There are two great features built into the app, one that works well and one that doesn't. Feature 1: you can pause, skip and rewind your iTunes music without exiting the app by clicking the little music icon on the bottom of the screen.

Feature 2: the game has a colorblind mode that overlays little shapes on the pieces to make them easily distinguishable from one another. The screen looks way too busy with them turned on, but if they're needed, it's great to have them as an option.

Now for the bad stuff. That iTunes feature? It doesn't work all that well. If you pause an album, there's no guarantee that it'll start back up when you unpause the music. Oh, and if you don't like flashy apps, this one gets annoying fast. There are lots of "Great block!" encouragements and shiny wipes that wash over the screen, and everything is brightly colored and shimmery. Sure, this kind of mimics the bright plastic colors of the tabletop version – props to Gameloft for keeping it real – but it'd also be nice to tone some of this down a bit. We don't need it to be as plain as Pathology, but a little less bling can be a good thing. Also, Blokus HD doesn't always save your game when you leave the app. Booo.

Another major problem with Blokus HD is the game's unresponsiveness when trying to rotate a tile. The app lets you spin them by either putting your finger on the circular outline that halos a piece you're about to play on the board or by using two fingers on the smaller representative piece in your play area. Either way you try, it doesn't work well at all.

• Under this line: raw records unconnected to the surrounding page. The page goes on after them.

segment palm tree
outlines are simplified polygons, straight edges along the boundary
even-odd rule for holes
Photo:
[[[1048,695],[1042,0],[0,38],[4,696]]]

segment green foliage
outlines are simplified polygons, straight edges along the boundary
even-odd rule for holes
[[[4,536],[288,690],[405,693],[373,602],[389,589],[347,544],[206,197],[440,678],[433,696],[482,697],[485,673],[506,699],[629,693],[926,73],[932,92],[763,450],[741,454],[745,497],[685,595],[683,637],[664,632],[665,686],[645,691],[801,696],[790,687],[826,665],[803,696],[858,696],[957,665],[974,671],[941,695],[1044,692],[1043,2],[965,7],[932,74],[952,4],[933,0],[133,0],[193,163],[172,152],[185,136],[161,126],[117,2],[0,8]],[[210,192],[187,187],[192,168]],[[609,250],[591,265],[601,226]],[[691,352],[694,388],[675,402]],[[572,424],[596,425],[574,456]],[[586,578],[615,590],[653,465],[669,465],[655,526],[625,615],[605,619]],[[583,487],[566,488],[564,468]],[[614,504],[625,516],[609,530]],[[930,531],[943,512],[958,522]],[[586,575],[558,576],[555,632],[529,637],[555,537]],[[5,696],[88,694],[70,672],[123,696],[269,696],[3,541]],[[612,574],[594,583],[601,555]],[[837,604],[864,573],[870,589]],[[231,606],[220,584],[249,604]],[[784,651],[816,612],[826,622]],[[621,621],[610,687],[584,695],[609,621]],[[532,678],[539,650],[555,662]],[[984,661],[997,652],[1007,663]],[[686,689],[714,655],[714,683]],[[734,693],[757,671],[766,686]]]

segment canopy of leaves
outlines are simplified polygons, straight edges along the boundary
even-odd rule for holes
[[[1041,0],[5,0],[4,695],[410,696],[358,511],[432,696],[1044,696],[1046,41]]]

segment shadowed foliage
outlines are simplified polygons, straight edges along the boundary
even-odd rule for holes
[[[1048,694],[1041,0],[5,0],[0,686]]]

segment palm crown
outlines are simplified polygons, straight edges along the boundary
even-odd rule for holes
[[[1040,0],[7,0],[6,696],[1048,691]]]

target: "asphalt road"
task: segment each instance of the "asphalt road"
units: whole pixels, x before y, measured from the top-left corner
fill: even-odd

This is something you need to do multiple times each game, so the "God, that's annoying" factor climbs real high, real fast. With so many coders and testers contributing to the game (something like two dozen people worked on quality assurance, for crying out loud), this shouldn't happen. Especially not in a $5 app.

The Blokus apps also allow three humans to play Blokus, something that you can't do (totally fairly) using the tabletop version. With the computer handling the duties of controlling one or more of the colors (and yes, the extra player AI can be set to different skill levels), three-player Blokus is finally possible without investing in a Blokus Trigon board. Speaking of which, why isn't Trigon an option in this app? Seems like it should be – which means we'll probably see it as either an in-game purchase or as a separate app somewhere down the road.